Robert R. Jarvie Extremely fine American arts & crafts silver presentation pitcher, Chicago, 1914, design attributed to George Elmslie
With tapered octagonal panels that flair out at the base, this presentation pitcher features some of the most dramatic 'Prairie' school designs we have seen in silver. The pitcher has two horizontal bands of geometric chased decoration which are carefully designed to accommodate the corners and spout. A bold rectangular handle completes the design.

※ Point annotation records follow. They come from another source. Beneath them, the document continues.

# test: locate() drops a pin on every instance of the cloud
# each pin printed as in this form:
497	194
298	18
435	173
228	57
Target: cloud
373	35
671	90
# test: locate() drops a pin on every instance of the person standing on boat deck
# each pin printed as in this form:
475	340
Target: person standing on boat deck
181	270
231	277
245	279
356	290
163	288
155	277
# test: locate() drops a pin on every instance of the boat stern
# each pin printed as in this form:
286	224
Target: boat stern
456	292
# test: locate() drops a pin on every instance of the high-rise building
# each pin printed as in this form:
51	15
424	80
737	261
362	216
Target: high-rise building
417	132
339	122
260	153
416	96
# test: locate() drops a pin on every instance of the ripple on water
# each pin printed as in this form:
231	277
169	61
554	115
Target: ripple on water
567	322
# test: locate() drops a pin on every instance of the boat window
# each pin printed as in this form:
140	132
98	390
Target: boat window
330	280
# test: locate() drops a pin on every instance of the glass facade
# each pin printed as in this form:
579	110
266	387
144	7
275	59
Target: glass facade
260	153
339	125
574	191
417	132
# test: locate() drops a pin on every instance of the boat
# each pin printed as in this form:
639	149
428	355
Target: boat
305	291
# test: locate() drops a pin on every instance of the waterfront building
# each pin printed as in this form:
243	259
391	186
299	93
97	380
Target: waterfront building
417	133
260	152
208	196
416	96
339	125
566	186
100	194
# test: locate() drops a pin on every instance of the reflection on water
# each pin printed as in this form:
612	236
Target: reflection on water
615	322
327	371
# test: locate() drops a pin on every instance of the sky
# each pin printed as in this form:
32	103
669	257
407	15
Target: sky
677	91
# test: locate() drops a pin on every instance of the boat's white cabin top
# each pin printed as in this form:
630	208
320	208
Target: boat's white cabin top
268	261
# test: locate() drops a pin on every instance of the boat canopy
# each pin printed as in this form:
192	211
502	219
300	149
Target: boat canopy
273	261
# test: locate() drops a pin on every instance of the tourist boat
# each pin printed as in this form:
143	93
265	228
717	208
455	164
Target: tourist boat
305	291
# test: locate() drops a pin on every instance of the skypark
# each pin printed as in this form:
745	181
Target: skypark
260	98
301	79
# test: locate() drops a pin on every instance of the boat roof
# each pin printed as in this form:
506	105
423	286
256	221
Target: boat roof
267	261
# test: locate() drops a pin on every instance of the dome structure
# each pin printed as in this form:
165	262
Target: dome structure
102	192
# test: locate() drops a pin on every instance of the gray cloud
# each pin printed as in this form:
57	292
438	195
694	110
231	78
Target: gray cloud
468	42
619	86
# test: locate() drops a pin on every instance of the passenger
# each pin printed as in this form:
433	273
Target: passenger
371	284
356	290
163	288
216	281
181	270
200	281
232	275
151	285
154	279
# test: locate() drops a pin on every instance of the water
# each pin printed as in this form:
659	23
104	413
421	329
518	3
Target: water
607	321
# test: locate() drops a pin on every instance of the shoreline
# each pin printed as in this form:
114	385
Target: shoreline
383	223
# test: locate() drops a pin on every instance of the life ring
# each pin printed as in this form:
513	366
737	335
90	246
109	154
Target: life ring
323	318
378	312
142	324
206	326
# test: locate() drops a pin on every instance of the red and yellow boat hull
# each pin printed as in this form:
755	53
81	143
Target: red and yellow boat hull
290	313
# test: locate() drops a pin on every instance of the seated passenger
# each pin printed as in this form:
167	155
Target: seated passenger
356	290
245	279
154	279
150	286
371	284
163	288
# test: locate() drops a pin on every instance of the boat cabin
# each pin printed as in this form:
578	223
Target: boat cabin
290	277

In an artistic arts & crafts block lettering, it is inscribed on one side panel:
Live Stock World
Poland China is a breed of pig and a futurity is a contest or wager on the future. So this wonderful and important arts and crafts presentation piece was won by Harris Brothers, Iowa based Poland China breeders who had entered the contest before any of their entered pigs had been born. According to newspaper accounts, 'The beautiful hand wrought trophy of a solid silver pitcher actually costing $85, donated by the Live Stock World was greatly admired.'(1)
This very rare pitcher is marked underneath "STERLING', 'Jarvie' and '2084'. It measures 9.5 inches high and 7.75 inches across the handle and spout. It weighs 32.5 troy ounces and is in very good antique condition.
Robert Riddle Jarvie of Chicago was the single most important American arts & crafts metalsmith. He started his career at the turn of the century making copper and bronze floral-form candlesticks that have become iconic to the arts & crafts movement.
About 1910 he became a founding member of the Cliff Dweller's Club, a group of artistically minded Chicagoans, where he met the important Prairie school architect George Elmslie. With Cliff Dwellers' encouragement and patronage, Jarvie started fashioning objects in silver - producing some of the finest arts and crafts silver ever made. Many of his rare pieces are institutionally owned (see the Art Institute of Chicago's website).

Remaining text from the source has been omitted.